Although it costs more to make a safer bat -- major league bats sell for around $80 -- BWP Bats is among the manufacturers who favor the stricter regulations.
"Nobody wants to see anybody get hurt," said Mr. Gregory. "Our goal is to make the best product possible."
Baseball is so committed to getting its hands around the broken bat issue that it has gone high tech.
Because all games are broadcast on MLB Advanced Media, video of every broken bat is coded and preserved on a master tape. Information is later attached to include where the bat landed, whether it shattered or cracked, what teams and what players were involved, what species of wood and what bat model.
It doesn't take a federal study to note that a bat that has a thick barrel and a thin handle is more likely to break, which is why there are standards on size and weight ratios.
An example of a well-engineered bat belongs to Alex Rodriguez -- a Louisville Slugger Model C271 made of ash with a strong handle and a strong barrel, Mr. Drake said.
"If everybody used a bat like Alex Rodriguez, I wouldn't be here talking to you," he said.
Although work continues to make bats as strong and as lively as possible, broken bats are like fielding errors or bad pitches -- part of the game.

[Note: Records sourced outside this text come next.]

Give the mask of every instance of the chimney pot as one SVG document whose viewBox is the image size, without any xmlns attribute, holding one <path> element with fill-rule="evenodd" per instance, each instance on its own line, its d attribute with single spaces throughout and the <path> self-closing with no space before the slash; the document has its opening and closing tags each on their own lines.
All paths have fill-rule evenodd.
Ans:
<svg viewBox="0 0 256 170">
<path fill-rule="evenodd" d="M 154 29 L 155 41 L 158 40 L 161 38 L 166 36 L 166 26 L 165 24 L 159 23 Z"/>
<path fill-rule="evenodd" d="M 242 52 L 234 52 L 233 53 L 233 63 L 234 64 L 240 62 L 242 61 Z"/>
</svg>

"We can always improve what we're doing. But no matter what, there's always going to be breakage," said Mr. Drake. "This is a wooden tool used at its extreme, a strong batter using a thin handle making contact with a 100 mph fastball. Something's got to give."

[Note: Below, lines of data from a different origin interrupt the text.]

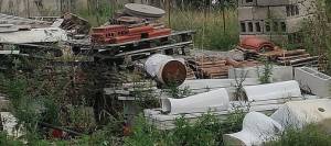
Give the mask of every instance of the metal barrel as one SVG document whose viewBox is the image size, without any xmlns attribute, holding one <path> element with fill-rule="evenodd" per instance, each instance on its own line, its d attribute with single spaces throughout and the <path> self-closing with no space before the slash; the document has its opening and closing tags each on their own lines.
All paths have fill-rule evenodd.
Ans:
<svg viewBox="0 0 331 146">
<path fill-rule="evenodd" d="M 180 86 L 186 79 L 186 67 L 183 60 L 171 56 L 156 54 L 145 63 L 146 71 L 159 83 Z"/>
</svg>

Is ash better than maple? There are advantages to both, but it comes down to a matter of feel in the hands of a big league hitter.
The debate is likely to become moot, however, because stands of ash are threatened by a metallic green menace, one-half inch in length, that has destroyed 40 million ash trees in the past eight years and could wipe out all the ash trees in North America.

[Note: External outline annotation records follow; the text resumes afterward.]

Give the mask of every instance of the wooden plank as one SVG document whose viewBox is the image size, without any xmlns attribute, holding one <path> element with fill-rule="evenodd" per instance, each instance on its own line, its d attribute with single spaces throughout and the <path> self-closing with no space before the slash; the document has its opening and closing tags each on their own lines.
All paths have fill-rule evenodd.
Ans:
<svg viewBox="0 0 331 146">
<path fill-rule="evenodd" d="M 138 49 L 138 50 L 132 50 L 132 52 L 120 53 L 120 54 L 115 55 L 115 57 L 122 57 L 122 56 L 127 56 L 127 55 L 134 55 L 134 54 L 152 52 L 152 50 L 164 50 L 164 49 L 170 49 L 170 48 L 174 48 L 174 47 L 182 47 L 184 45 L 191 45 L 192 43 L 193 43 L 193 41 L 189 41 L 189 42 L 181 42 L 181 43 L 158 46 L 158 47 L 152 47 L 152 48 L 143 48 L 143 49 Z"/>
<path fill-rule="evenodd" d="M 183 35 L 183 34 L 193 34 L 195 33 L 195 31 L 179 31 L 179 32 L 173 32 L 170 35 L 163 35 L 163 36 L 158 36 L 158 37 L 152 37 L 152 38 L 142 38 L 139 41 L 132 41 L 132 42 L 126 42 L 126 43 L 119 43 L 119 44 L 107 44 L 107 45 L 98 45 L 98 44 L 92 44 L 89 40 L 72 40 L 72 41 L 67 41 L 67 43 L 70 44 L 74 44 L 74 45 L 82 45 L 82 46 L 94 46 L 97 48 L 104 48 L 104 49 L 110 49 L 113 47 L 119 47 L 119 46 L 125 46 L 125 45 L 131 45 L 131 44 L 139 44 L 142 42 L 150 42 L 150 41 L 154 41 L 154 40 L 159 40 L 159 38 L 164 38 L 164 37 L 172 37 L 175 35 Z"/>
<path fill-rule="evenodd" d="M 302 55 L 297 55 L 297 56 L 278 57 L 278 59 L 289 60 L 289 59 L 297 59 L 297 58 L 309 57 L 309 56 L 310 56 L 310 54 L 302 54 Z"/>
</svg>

The voracious emerald ash borer is an exotic beetle that is native to Asia and likely hitched a ride to America in a shipping container. Since its discovery in Michigan in 2002, it has spread to 14 states and two Canadian provinces. Pennsylvania is among the states affected, and 12 counties are under quarantine.
Despite quarantines and the work of foresters, it may be too late to stop the infestation.
Manufacturers are keeping a wary eye on developments, but they have always tested new wood for making bats.
At BWP Bats, ones made of red oak are being tested by major league hitters in batting cages. But no new product can be used in games unless approved by Major League Baseball.
"We see oak as a strong alternative to ash," said Mr. Gregory. "Everybody's looking for the new mouse trap. We've also looked at yellow birch, white birch and bamboo."
In the meantime, the factory is buzzing. More than 10,000 maple and ash trees are felled each winter when the sap's not running, and the best trees can yield maybe three major league bats.
After a tree is felled, it arrives at the saw mill and eventually becomes a billet. At BWP Bats, the wood is dried in a kiln, a process that maximizes the strength of the wood at the molecular level. To convert a billet into a bat, a lathe programmed by a computer shaves the wood into shape according to the specifications on weight and length.
A total of 17 colors are available, including walnut, mahogany, black, cherry red, pink, three shades of blue, green, yellow, purple and clear. One of the final steps is applying the BWP logo.
"We are only a small part of the big picture, but yes, it's fun to be able to be a part of it. Our workers feel like they're a part of a hitter's success," Mr. Gregory said.
"There are times when I'm in a big league ballpark talking about bats and I ask myself, 'What am I doing here?' It's pretty neat."
Is ash better than maple? There are advantages to both, but it really comes down to a matter of feel in the hands of a big league hitter.